La candidatura de Mañueco consiguió 33 procuradores (+2 respecto a 2002) y, por tanto, necesitará algún tipo de acuerdo con Vox (14 procuradores, +1) para superar la mayoría absoluta de las Cortes de Castilla y León (42). Vox, por tanto, seguirá condicionando la gobernabilidad en la comunidad a pesar de que vio frustrada su expectativa de romper la barrera del 20% de los votos (se quedó con el 18,9%).
Elecciones Castilla y LeónNº de Diputados
escrutado
42 escaños
Por primera vez en tres meses, por tanto, el PP puede hacer una lectura de las elecciones distinta a que Vox está devorando su espacio, una circunstancia que provoca verdaderos quebraderos de cabeza a su líder nacional, Alberto Núñez Feijóo, quien querrá capitalizar la victoria después de haber recorrido Castilla y León “de punta a cabo” estas últimas semanas, tal y como describió Mañueco.
El PSOE levanta la cabeza
En contraste también con lo ocurrido en Extremadura y en Aragón, el PSOE sale con la cabeza erguida de estas elecciones de la mano de su candidato y alcalde de Soria desde 2007, Carlos Martínez Mínguez, quien logró rentabilizar el ‘No a la guerra’ (lo volvió a proclamar tras cerrarse el escrutinio) que abandera el Gobierno desde que Donald Trump inició los bombardeos sobre Irán.
El PSOE no solo evitó debacles como las de Extremadura y Aragón, sino que consiguió mejorar sus resultados respecto a 2002. Los socialistas consiguieron 30 escaños (+2) y el 30,75% del voto y lo hicieron arrasando el espacio a su izquierda. Desapareció Podemos del mapa autonómico de Castilla y León y tampoco hubo opciones para el combo de Sumar e Izquierda Unida, que concluyó que se produjo “una acumulación de voto útil en el PSOE por el miedo a la extrema derecha”.

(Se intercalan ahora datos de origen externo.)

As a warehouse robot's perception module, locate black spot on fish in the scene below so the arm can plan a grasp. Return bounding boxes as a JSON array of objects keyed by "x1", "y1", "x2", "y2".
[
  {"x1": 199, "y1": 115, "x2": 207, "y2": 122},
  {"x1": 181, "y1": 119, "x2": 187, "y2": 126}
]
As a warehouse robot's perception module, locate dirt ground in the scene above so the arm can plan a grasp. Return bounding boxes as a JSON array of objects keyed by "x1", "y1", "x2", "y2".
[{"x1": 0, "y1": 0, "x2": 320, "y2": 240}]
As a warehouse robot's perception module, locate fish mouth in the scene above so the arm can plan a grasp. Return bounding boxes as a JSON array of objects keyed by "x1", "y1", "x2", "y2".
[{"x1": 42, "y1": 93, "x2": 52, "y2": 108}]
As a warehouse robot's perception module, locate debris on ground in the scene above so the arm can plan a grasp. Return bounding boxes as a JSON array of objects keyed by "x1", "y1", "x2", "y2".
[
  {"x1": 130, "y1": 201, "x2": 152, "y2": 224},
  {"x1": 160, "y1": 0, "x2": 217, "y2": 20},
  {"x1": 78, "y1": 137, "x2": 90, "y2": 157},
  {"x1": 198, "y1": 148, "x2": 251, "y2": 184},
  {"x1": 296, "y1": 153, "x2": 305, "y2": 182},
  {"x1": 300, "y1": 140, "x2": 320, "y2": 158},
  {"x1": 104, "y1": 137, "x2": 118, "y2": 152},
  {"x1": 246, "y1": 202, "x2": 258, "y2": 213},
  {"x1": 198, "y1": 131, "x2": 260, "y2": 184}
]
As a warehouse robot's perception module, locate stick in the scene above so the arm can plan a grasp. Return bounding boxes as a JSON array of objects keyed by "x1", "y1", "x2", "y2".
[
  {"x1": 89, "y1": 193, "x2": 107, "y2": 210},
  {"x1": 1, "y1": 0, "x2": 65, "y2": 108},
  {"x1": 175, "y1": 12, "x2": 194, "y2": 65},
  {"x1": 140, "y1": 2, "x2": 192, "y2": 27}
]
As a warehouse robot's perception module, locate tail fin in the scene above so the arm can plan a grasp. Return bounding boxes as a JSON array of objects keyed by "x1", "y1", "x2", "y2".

A la vista de lo ocurrido, Gabriel Rufián (ERC) se apresuró a coger el móvil para tuitear: “Cero escaños a la izquierda del PSOE. No hacer algo (o hacer lo de siempre) es pura negligencia”.
Próxima parada: Andalucía
Tres partidos provinciales de Castilla y León lograron mantener la representación: Unión del Pueblo Leonés (3), Soria Ya (1) y Por Ávila (1). Pero sus procuradores no serán significativos a la hora de condicionar mayorías en las Cortes castellanoleonesas.
El resultado de estas elecciones deja pistas muy claras de cara a la siguiente cita electoral en Andalucía: el PSOE revive con el ‘No a la guerra’ y Vox frena su auge al convertirse en palmero de Donald Trump en plena guerra en Oriente Próximo; el bipartidismo recupera posiciones y la gestión también gana enteros (¿Vox aflojará, por tanto, sus negociaciones en Extremadura y Aragón?); y el espacio a la izquierda del PSOE se debilita.